Beaubois may still hold those same natural predispositions for NBA effectiveness, but this season — one in which he was held out of 54 games because of complications surrounding an offseason foot injury — has understandably tarnished his perceived potential. Something for Beaubois never really clicked this season; his scoring instincts misled him, and he oscillated between periods of extreme passivity and offensive overextension. The scoring that had been at the core of Beaubois’ game deserted him, and while he still scored 17.1 points per 36 minutes, Beaubois’ efficiency plummeted. At moments, he looked like a dime-a-dozen undersized two guard, capable of scoring in bursts but largely inefficient.

Yet despite the losses of the actual and the potential, the Mavs persevered. Shawn Marion stepped into more minutes and an expanded offensive role, the kind which had been denied him by Dallas’ almost superfluous depth. Peja Stojakovic recovered from the mysterious back injuries that had kept him off the court in Toronto, and became a semi-regular contributor. Yet even more importantly, Jason Terry and J.J. Barea rebounded from their slow starts. Barea didn’t top 40 percent shooting during a month of the regular season until January, and his 3-point shooting hit almost comical lows in the mid-teens. ‘JET’ improved his field-goal shooting by 6 percent between January and February, and hasn’t looked back.

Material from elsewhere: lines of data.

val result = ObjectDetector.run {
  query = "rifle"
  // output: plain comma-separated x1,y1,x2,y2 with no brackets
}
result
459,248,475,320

Neither player was limited by the system or even the clutter on the depth chart, but simply had failed to tap into the specific strengths of their games during the season’s opening months. Throw in a fully transcendent performance from Dirk Nowitzki, and you have the current, actualized product.

They didn’t need a big trade for a quasi-star wing or any kind of revamp — just consistency. Just an established effort to work through the season with the players available, with the knowledge that guys like Terry and Barea were better than their performance indicated. Rick Carlisle, Donnie Nelson, and Mark Cuban knew that Marion was still a capable offensive player. They knew that Stojakovic could contribute in spots, and while he couldn’t replace Butler, he could at least hedge the loss of his perimeter shooting. And perhaps most importantly, they knew Nowitzki could still act as a sufficient centerpiece without additional help, and Jason Kidd could be trusted to pull everything together on both ends.

This run to the NBA finals required the perfect mix of ingredients and circumstance, but so do all runs to the finals. It’s only because of the persistence of this roster, coaching staff and front office that this group was able to grow, thrive, and take the Western Conference by storm.